Fa strano pensare di celebrare una messa per riflettere sulla Messa, buffo che ogni anno dobbiamo, proprio durante la Cena, fermarci a riflettere sul senso ultimo e profondo di ciò che stiamo facendo.
Se ciò accade è per cercare di arginare l'abitudine, per smuovere e risvegliare le nostre stanche e assonnate comunità, per chiederci - infine - cosa ne abbiamo fatto del dono del Risorto ai credenti, l'eucarestia.
Bene o male la partecipazione alla Messa domenicale segna l'argine fra "praticanti" e no, fra chi crede e chi, credendo, si raduna in obbedienza al Signore.

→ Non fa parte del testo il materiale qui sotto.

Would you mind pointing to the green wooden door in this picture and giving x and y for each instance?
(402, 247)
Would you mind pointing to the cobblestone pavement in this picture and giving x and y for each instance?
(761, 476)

Ma la messa domenicale rischia, ahimè, di restare l'unico, fragile segno di appartenenza, un obbligo da assolvere, una scipita appartenenza che non converte il nostro cuore.
Quando mi incontro con qualche pretonzolo in giro per l'Italia le tre domande d'obbligo sono: quante parrocchie hai? Quanti abitanti ci sono? Che percentuale di partecipazione alla messa festiva? E se anche avessimo il 100% della popolazione che partecipa alla Messa? Ciò significa che il Regno di Dio avanza? Non mi importa quanta gente partecipa alla Messa.
Mi importa di più quanti escono convertiti e consolati, prete in testa.